Es curioso que en francés y en inglés jugar y tocar algún instrumento se diga de la misma manera, mientras que en el nuestro haya una diferencia tan notoria. Tocar, que refiere algo táctil meramente, no connota ninguna capacidad intelectual o habilidad específica, cuando después de todo, qué hace un músico, y, en general, un artista si no recrearse con sus materiales de trabajo. Cyril Connolly decía que si uno quiere conocer a una persona en lo primero que tiene que fijarse es en la salud de su pareja; yo añadiría el modo como se divierte y la ropa que usa cuando se pone elegante. Los rasgos pedestres suelen ser los más elocuentes porque con frecuencia son los que menos cuidamos a causa de su proximidad; invisibles para uno mismo resultan reveladores para quien sabe estar atento. Yo avanzo otra pieza y confieso que mi diversión favorita, cuando estoy solo, es el paseo, pero no las salidas campiranas sino el paseo citadino; soy un coleccionista de imágenes y sensaciones, y sólo las ciudades me ofrecen la diversidad y el aturdimiento que suele reanimar a mi espíritu. Pero como he dicho al principio de estas páginas, entre todas las distracciones hace tiempo que he elegido una, y no es difícil, lector, que un día de estos me encuentres muy orondo, paseando de su brazo, aunque algunos amigos no me perdonen mi fealdad ni su belleza.

lunes, agosto 23, 2004

Desmayo

Se acercaban las dos de la mañana del martes pasado cuando decidí interrumpir el trabajo para tomar un poco de cereal, pero no había leche en la despensa. Salí a comprar un litro a la gasolinera de la Plaza pensando en los fantasmas que no me habían dejado concentrar a lo largo del día. La noche es más propicia, me dije, y en la medida que regrese al libro, lo de menos es la hora en que me duerma. El servicio de limpia esparcía la basura a manguerazos, un camión de bomberos no se detuvo en el semáforo, algunos borrachos se abrazaban afuera del metro. Subiendo la cuesta que desemboca en mi casa (calle San Magín, ¡vaya nombre!), volvieron mis reproches sobre las escasas páginas conseguidas a lo largo del día. Me flagelaba sin piedad cuando vi a mi derecha a un gigante abrazando a una muchacha que se encontraba tendida en el suelo. Me les quedé mirando con sorpresa y con cierto temor, pues uno nunca puede saber si su presencia es favorable en los asuntos escabrosos cuando se trata de gente desconocida. Sin embargo, noté que el gigante lloraba, que la muchacha no se movía, o, mejor dicho, que se movía como una muñeca de trapo, siguiendo los espasmos del hombre que la sujetaba.

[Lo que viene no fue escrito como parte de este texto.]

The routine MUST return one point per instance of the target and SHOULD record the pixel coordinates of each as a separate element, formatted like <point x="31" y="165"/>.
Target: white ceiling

—¿Estás bien? ¿Necesitas ayuda?

—Mira, ¡no se mueve!

No soy un hombre de acción. Sé que algún otro hubiera sabido reaccionar con denuedo, y quizás hasta diagnosticar a la chica de manera precisa. Lo único que se me ocurrió fue hacer las típicas preguntas cuando alguien se siente mal en el cine o algún concierto (¿está enferma de algo?, ¿le pasa con frecuencia?, ¿toma algún medicamento?, ¿ingirió drogas?, ¿ha bebido demasiado?) Habían bebido, pero en los dos años que llevaba viviendo con ella, nunca antes se había desvanecido de esa manera. Me pidió que la arrastráramos hacia un muro para recargarla. Yo pensé que lo mejor era que se recostara en la banqueta, pero me avine a sus deseos. Recordé que hace más de diez años unos amigos me invitaron a tocar con los Fredy's, en uno de esos bailes populares, donde el plato fuerte iban a ser los Temerarios. Recordé que mientras tocaban uno de sus éxitos, sacaron a un joven en volandas y lo tendieron en el suelo, que un intrépido aseguró saber primeros auxilios, y que terminó por asfixiarlo cuando le daba respiración de boca a boca; el joven estiró las piernas como pollo en el instante que el supuesto paramédico se perdía en la turba.

No diría lo que viene a continuación si no me pareciera absolutamente imprescindible, si no viviera en este país, y no hubiera comprendido más o menos a su gente. Tanto la muchacha (23 años) como su novio, eran inmigrantes, él colombiano, ella ecuatoriana. El gigante se dio cuenta en seguida de mi falta de pericia, pero me agradeció no haberlo dejado solo, mientras todas las personas que pasaban por ahí mejor se cruzaban la acera. Le sugerí llamar al Samur, ya que nosotros nada podíamos hacer, pero me pidió que esperara, porque quería llamar a su cuñado, para avisarles del estado de la chica (tenía miedo de que lo culparan a él de haberle hecho algo). Sin embargo, por los nervios y el llanto, tardaba demasiado, y en estos casos se sabe que no hay tiempo que perder. Lo dejé junto a su novia tratando de localizar a sus parientes por el móvil, y me fui a llamar a un teléfono público.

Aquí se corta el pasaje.